Niagara Falls has long been a prime tourist attraction in Ontario and with two prominent casinos that not only service visitors from across the border by residents from other parts of Ontario and the rest of Canada. According to 2011 OLG statistics, 42% of Niagara’s casino revenues come the Greater Toronto (GTA) and Greater Hamilton areas combined. Another study pegs the GTA at 53% of Niagara’s overall gaming revenue. It is easy to see why the city would be apprehensive at having new casinos opening up in those markets.
Newer and more modern casinos with better overall facilities expanded beyond gaming to include entertainment complexes can appeal to a wider clientele and the older casinos argue that it is not a fair fight.
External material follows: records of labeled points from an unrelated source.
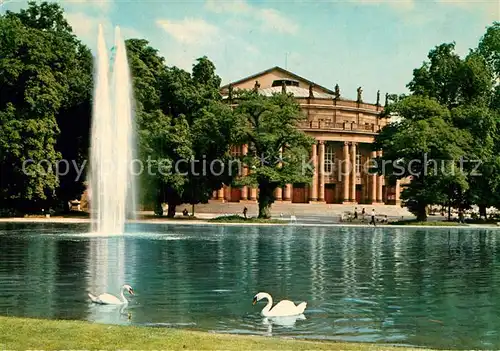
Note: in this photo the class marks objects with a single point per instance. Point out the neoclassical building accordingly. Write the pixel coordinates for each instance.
(344, 131)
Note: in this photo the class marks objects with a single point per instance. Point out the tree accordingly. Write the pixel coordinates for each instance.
(277, 149)
(49, 62)
(45, 78)
(489, 47)
(174, 109)
(426, 147)
(463, 88)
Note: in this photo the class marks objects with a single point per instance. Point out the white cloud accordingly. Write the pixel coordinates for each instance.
(190, 30)
(102, 5)
(273, 19)
(397, 4)
(86, 26)
(233, 6)
(489, 8)
(270, 19)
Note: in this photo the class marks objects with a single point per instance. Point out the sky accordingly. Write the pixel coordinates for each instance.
(374, 44)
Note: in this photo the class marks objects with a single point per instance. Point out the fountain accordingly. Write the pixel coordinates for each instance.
(112, 190)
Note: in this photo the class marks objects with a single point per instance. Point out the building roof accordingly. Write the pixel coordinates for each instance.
(277, 68)
(296, 91)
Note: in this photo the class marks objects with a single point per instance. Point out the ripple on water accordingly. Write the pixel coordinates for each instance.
(360, 285)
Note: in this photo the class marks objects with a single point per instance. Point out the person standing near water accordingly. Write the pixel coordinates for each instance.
(373, 218)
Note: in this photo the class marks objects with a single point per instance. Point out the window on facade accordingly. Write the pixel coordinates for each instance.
(237, 150)
(358, 162)
(288, 82)
(329, 166)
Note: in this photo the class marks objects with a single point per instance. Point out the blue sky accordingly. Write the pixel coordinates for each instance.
(370, 43)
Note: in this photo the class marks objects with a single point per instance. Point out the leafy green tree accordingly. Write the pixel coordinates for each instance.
(174, 109)
(426, 147)
(489, 47)
(45, 81)
(464, 87)
(278, 151)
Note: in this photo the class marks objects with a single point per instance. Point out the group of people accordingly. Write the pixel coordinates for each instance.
(372, 219)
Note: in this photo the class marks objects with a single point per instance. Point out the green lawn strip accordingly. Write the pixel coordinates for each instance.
(240, 219)
(40, 334)
(428, 223)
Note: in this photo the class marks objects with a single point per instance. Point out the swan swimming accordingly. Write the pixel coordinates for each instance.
(108, 299)
(282, 308)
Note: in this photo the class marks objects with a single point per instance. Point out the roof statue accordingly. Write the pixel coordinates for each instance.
(337, 92)
(360, 92)
(256, 86)
(230, 92)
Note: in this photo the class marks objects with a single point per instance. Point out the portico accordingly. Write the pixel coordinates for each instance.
(344, 131)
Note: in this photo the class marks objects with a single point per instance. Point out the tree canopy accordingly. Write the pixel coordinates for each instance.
(451, 116)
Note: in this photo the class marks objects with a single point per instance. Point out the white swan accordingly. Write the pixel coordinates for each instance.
(108, 299)
(282, 308)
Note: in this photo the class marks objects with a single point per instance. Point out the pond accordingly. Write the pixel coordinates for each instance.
(423, 287)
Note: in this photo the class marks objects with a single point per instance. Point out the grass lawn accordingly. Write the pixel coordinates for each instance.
(38, 334)
(241, 219)
(428, 223)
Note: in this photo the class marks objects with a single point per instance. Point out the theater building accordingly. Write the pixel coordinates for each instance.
(344, 131)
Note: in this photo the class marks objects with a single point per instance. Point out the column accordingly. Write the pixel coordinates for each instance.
(373, 182)
(288, 192)
(220, 194)
(278, 193)
(321, 194)
(253, 194)
(244, 189)
(380, 180)
(313, 195)
(398, 192)
(353, 172)
(345, 172)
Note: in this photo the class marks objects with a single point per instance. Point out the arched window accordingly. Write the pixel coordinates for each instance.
(329, 166)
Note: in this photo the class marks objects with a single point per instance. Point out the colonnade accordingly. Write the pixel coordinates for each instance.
(348, 178)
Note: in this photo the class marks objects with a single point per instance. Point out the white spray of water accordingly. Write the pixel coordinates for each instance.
(112, 183)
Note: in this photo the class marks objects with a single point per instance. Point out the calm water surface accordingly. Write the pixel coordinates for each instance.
(435, 288)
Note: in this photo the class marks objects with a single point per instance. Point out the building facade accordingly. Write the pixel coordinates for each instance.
(344, 131)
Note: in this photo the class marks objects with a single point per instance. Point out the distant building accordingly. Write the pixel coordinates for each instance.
(343, 129)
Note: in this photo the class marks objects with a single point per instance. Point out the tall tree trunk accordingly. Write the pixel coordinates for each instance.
(482, 211)
(266, 199)
(421, 213)
(171, 209)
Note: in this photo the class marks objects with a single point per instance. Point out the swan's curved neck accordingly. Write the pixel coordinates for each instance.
(122, 295)
(267, 308)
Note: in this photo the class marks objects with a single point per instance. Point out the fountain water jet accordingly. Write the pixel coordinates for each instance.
(112, 184)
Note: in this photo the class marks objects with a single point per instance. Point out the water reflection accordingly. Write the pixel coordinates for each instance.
(436, 288)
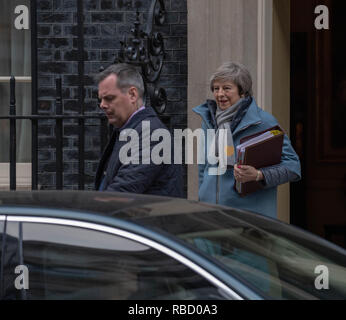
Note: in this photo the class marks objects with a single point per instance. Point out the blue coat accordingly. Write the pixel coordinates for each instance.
(220, 189)
(112, 175)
Casinos in Canada have also been known to have very poor player loyalty programs, especially when compared to Vegas casinos and casinos on native reserves. To make matters worse, the governor of New York announced the possibility of adding casinos in Western N.Y. including in Niagara Falls on the U.S. side where there is already the Seneca Casino which offers free beverages and free vouchers, something we don’t see on the Canadian side.
The government needs to seriously evaluate the actual need for the casino expansion and accept that there will be rivalry among their casinos, many of which are run by different private management companies. The same goes in other provinces in Canada where different municipalities are fighting to have the casino investments made in their towns instead neighbouring towns.